I came across two "you've got to be kidding me" quotes in Tuesday's paper that are worth sharing.
First, Mayor Byron Brown tried to blame Tony Masiello for the small army of state and federal investigators crawling all over City Hall these days.
“Anything that’s an audit or an investigation is stuff we inherited — legacy stuff."
He apparently has been saying it a lot on the campaign trail.
It's nonsense. But don't take my word for it. Listen to what John McEnroe had to say.
Let's examine the record.
The U.S. Office of Special Counsel is investigating the strong-arming of city employees to work on Brown's campaign, starting with the infamous e-mails sent by Human Services Commissioner Tanya Perrin-Johnson.
Memo to Byron: She is your commissioner, not Masiello's. (And you haven't disciplined her.)
The FBI has subpoenaed city records as part of an investigation into the One Sunset restaurant deal, in which the city's main economic development agency made dubious loans. The loans were made well after Brown took office.
Can't pin that one on Tony, either.
Then we have the inquiry of the State Department of Housing and Community Renewal into a low-income housing deal that, the allegation goes, the Brown administration put the kibosh on after the developer wouldn't give into city demands that he accommodate an organization headed by an East Side preacher favored by the mayor.
Masiello was long gone before the funny business started.
And let's not forget about the criminal investigation the State Police and Erie County District Attorney Frank Sedita are conducting into the financial affairs of Ellicott Common Council Member Brian Davis, one of the mayor's allies on the Council and fellow member of the Grassroots political organization that was instrumental to both getting elected.
I've documented how Davis is a deadbeat who doctored his resume, but nary is heard a discouraging word from the mayor.
The only half-leg Brown has to stand on is the pending audit by the Inspector General of the U.S. Department of Housing and Urban Development.
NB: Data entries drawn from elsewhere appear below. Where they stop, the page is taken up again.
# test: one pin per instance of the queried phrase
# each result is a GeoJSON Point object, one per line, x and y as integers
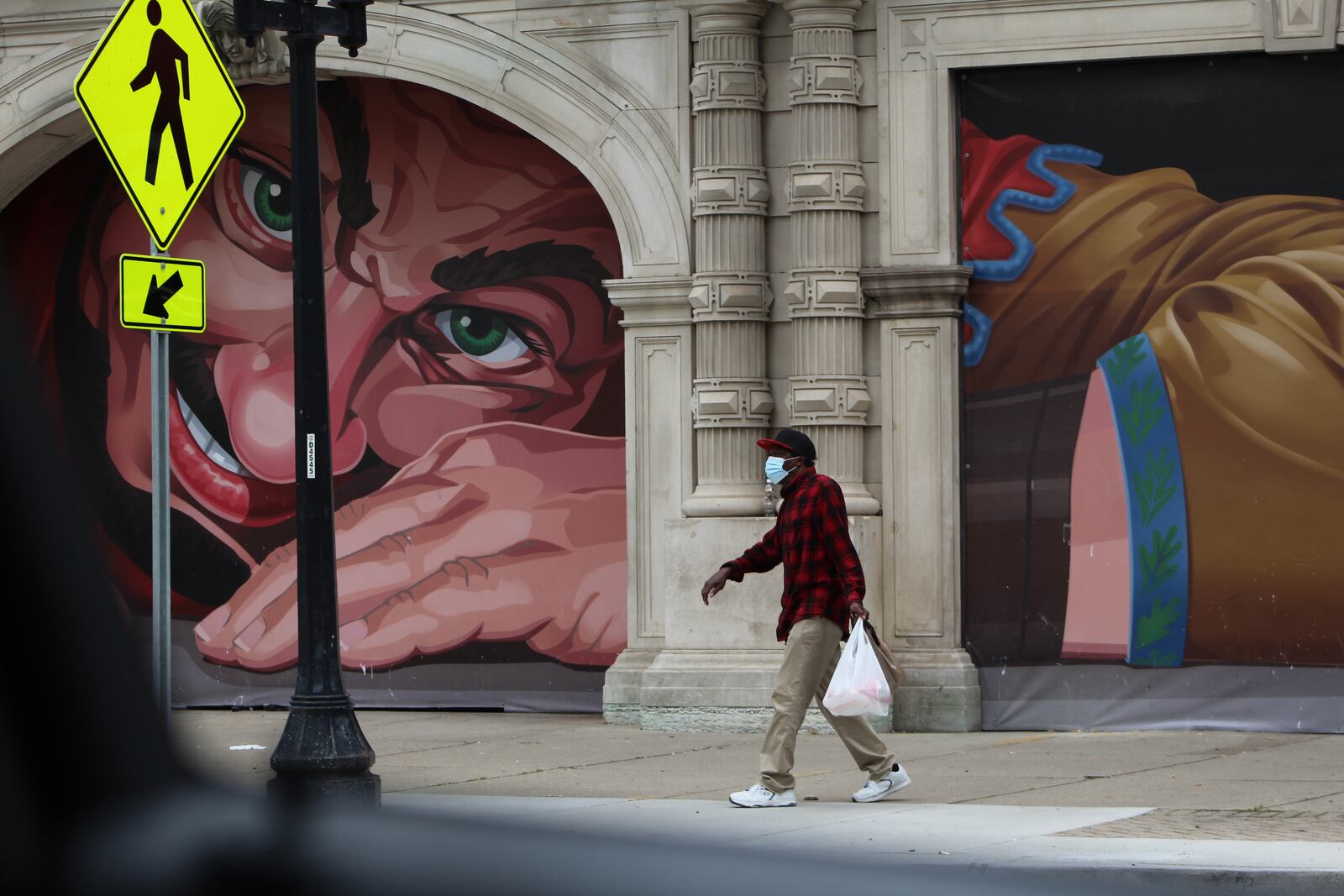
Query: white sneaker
{"type": "Point", "coordinates": [885, 786]}
{"type": "Point", "coordinates": [761, 797]}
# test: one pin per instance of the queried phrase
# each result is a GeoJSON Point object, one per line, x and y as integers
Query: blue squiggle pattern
{"type": "Point", "coordinates": [980, 325]}
{"type": "Point", "coordinates": [1011, 268]}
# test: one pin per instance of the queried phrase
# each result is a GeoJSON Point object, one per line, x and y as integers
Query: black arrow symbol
{"type": "Point", "coordinates": [159, 295]}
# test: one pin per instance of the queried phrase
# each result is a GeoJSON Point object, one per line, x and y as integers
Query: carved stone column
{"type": "Point", "coordinates": [828, 394]}
{"type": "Point", "coordinates": [730, 293]}
{"type": "Point", "coordinates": [658, 468]}
{"type": "Point", "coordinates": [917, 313]}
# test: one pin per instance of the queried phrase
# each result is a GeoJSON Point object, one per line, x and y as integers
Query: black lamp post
{"type": "Point", "coordinates": [323, 750]}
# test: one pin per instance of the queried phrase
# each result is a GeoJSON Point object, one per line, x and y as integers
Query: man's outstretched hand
{"type": "Point", "coordinates": [501, 532]}
{"type": "Point", "coordinates": [714, 584]}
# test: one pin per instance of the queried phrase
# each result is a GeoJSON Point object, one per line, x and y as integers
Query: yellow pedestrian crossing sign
{"type": "Point", "coordinates": [161, 105]}
{"type": "Point", "coordinates": [163, 293]}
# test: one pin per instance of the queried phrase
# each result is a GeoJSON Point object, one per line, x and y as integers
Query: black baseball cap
{"type": "Point", "coordinates": [790, 441]}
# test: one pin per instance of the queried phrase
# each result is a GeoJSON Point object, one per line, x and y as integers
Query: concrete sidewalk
{"type": "Point", "coordinates": [1155, 801]}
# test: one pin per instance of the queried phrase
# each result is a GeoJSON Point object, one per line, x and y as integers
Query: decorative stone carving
{"type": "Point", "coordinates": [828, 399]}
{"type": "Point", "coordinates": [732, 191]}
{"type": "Point", "coordinates": [266, 60]}
{"type": "Point", "coordinates": [732, 296]}
{"type": "Point", "coordinates": [824, 293]}
{"type": "Point", "coordinates": [824, 78]}
{"type": "Point", "coordinates": [828, 396]}
{"type": "Point", "coordinates": [719, 402]}
{"type": "Point", "coordinates": [727, 85]}
{"type": "Point", "coordinates": [1300, 26]}
{"type": "Point", "coordinates": [837, 186]}
{"type": "Point", "coordinates": [730, 293]}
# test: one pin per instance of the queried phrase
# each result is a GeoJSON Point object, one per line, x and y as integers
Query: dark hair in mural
{"type": "Point", "coordinates": [347, 120]}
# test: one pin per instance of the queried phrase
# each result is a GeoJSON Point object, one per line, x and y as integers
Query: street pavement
{"type": "Point", "coordinates": [1257, 812]}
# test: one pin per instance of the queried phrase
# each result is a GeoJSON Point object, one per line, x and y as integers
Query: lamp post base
{"type": "Point", "coordinates": [323, 754]}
The city has been wasting block grant money since the days of Jimmy Griffin, so you can't pin this one all on Brown.
But then again, a scathing HUD review of the program released in March showed little has changed since Brown took office.
The mayor is not alone in the brazen quote department.
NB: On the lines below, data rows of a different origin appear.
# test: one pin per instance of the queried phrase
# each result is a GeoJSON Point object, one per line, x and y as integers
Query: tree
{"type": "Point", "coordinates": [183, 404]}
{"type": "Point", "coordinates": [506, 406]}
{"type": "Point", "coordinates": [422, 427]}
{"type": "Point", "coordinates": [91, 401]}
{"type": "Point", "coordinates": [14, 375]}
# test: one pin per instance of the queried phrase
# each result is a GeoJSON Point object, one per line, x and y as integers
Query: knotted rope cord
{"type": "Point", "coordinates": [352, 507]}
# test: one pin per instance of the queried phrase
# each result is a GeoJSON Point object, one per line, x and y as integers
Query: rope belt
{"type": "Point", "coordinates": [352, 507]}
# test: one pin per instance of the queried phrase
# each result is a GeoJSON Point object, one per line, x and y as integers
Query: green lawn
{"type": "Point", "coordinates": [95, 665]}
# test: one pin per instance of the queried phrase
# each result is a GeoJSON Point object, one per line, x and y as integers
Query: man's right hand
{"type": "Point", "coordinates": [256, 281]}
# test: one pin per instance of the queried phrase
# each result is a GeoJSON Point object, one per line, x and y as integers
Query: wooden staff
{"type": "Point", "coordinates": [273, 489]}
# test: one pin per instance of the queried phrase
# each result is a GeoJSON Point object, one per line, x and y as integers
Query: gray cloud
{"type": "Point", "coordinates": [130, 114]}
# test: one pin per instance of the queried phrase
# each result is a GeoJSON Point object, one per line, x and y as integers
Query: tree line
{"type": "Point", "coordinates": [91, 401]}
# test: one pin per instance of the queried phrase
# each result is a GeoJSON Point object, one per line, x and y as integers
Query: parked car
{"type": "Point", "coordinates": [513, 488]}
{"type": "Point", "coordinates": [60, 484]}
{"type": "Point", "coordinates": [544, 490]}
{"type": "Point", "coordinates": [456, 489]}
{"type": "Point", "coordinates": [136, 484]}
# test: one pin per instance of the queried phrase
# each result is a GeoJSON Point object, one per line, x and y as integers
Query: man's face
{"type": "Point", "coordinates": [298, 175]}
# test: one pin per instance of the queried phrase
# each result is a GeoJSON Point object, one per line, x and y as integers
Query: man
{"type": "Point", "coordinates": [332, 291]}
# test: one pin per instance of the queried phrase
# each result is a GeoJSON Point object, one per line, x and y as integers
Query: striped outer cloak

Schools Superintendent James Williams cried poverty in explaining why he and the School Board took bus service away from the Charter School for Applied Technologies because the school is located on the wrong side of the city line on Kenmore Avenue.
“We need to spend our limited resources helping families and children who live and receive their education inside the City of Buffalo,” Williams said.
Ah, for the record, the district's budget this year us $772,899,860.
As in three-quarters-of-a-billion dollars.
Billion, people, billion.
I'd hate to see how much money it would require for Williams to think he's not in the poor house.
I think Williams and Brown are giving Tom "It's All About Reform" Golisano a run for his money.